Note: This is course is being offered with experimental features.


Computational methods are a critical component of many fields of physics research. With the rise of deep learning and the development of large-scale computational facilities, the impact of computation has become increasingly important. Physics research in a broad range of fields has been rapidly accelerated due to emerging numerical techniques that have allowed for more comprehensive data analysis and increased computational complexity of physical phenomena. Much of the recent work in physics underpins the emerging field of Data Science and has helped to cultivate critical problems with solutions that cross-cut many areas of research.
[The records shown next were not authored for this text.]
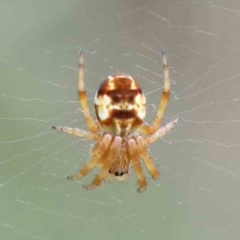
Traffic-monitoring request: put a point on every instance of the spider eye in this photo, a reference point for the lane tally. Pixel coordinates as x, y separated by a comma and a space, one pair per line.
116, 98
130, 99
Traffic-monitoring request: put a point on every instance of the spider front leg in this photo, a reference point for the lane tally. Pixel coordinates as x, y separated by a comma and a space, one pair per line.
78, 132
100, 150
143, 149
107, 158
149, 129
82, 95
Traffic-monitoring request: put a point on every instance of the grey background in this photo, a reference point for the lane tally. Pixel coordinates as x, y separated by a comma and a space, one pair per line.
197, 196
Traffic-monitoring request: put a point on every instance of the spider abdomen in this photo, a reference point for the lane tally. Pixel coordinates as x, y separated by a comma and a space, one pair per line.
120, 105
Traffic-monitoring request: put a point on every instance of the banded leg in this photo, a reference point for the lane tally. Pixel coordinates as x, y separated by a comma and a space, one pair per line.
113, 154
142, 146
82, 95
103, 146
135, 158
161, 131
149, 129
78, 132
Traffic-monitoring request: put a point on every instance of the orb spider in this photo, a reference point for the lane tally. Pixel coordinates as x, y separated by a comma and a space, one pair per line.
120, 107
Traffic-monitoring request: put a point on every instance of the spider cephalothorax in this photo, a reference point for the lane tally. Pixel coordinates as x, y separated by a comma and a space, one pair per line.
120, 107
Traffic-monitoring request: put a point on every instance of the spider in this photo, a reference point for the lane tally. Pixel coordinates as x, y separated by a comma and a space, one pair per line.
120, 107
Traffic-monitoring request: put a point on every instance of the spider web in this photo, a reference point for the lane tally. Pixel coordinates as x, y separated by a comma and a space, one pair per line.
197, 196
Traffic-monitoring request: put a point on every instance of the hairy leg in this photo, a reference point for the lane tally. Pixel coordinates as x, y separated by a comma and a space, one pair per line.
113, 154
142, 146
103, 146
78, 132
135, 158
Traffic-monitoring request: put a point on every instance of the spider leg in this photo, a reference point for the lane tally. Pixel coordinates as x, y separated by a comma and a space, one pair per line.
142, 146
114, 151
78, 132
82, 95
134, 156
161, 131
149, 129
103, 146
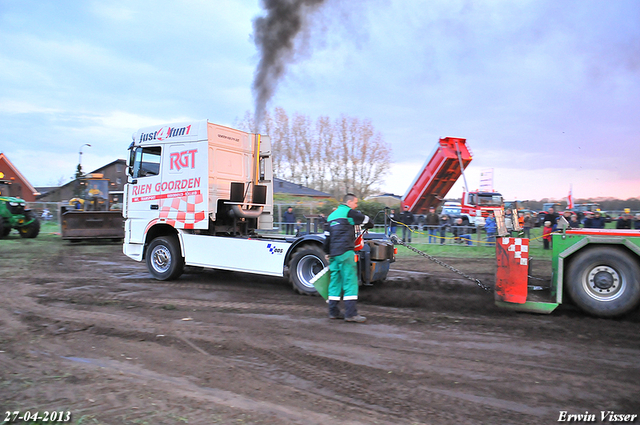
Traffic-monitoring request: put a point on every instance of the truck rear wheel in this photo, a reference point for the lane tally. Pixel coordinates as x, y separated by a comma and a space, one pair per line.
306, 262
31, 230
604, 281
164, 259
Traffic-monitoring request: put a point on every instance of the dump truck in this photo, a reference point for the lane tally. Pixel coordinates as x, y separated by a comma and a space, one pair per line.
87, 216
201, 194
598, 270
14, 214
442, 169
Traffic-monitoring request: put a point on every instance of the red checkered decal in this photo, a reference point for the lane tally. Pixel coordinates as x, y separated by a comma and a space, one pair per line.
183, 212
520, 250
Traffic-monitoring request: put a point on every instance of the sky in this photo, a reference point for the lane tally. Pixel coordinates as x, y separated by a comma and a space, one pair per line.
546, 92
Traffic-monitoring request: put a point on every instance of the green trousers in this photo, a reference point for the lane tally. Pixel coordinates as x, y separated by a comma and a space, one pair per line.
344, 277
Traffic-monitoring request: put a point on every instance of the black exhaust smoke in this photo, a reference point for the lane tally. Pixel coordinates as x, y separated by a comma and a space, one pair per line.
274, 35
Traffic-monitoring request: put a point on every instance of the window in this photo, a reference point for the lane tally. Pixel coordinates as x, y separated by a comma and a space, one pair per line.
147, 162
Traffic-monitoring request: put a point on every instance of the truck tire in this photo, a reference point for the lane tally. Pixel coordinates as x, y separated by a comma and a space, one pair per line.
604, 281
31, 230
164, 259
306, 262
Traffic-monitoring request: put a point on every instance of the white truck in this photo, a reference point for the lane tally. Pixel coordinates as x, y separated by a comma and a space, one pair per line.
200, 194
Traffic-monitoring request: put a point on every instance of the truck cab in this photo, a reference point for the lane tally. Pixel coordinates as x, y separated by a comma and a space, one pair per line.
201, 194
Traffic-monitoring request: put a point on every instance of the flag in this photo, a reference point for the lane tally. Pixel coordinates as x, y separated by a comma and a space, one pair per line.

This course will teach you how to critically apply data science tools to physics data analysis, using Jupyter notebooks. You will recreate Nobel Prize discoveries and perform modern physics data analysis with research grade data. Additionally, you will understand the core data science toolkit required to be a physicist in the modern era.

In this course, you will learn the core statistical tools needed to analyze data and extract physics parameters from the data. Furthermore, you will learn when it is critical to apply the data science toolkit or the physics toolkit to obtain high quality physics results. The class is designed around research “modules,” where learners work on each module to gain experience with a specific scientific challenge. The first module is related to analysis of Laser Interferometer Gravitational-Wave Observatory (LIGO) data. Additionally, the content of this course will be accessible through Jupyter notebooks, which learners are encouraged to edit and run, in order to advance through computational problems and projects.

This course presents real-world, Noble Prize-winning physics data, allowing you to recreate and learn the physics and data science tools behind these discoveries. Learners within the fields of physics and data science can benefit from this class. Moreover, those interested in simply understanding the data analysis toolkit used in modern physics would benefit from this. This class is a stepping stone towards the rapidly developing cross-disciplinary fields of data science, artificial intelligence and physics.

What you'll learn

Probability distributions, error propagation, data fitting, uncertainty, likelihood, Fourier analysis, confidence, correlations, covariance, matched filtering, working with Jupyter notebooks.

Prerequisites

  • Basic understanding of Python
  • Understanding of Classical Mechanics including Kepler’s laws
  • Basic understanding of Statistics and Probability

Who can take this course?

Because of U.S. Office of Foreign Assets Control (OFAC) restrictions and other U.S. federal regulations, learners residing in one or more of the following countries or regions will not be able to register for this course: Iran, Cuba, Syria, North Korea and the Crimea, Donetsk People's Republic and Luhansk People's Republic regions of Ukraine.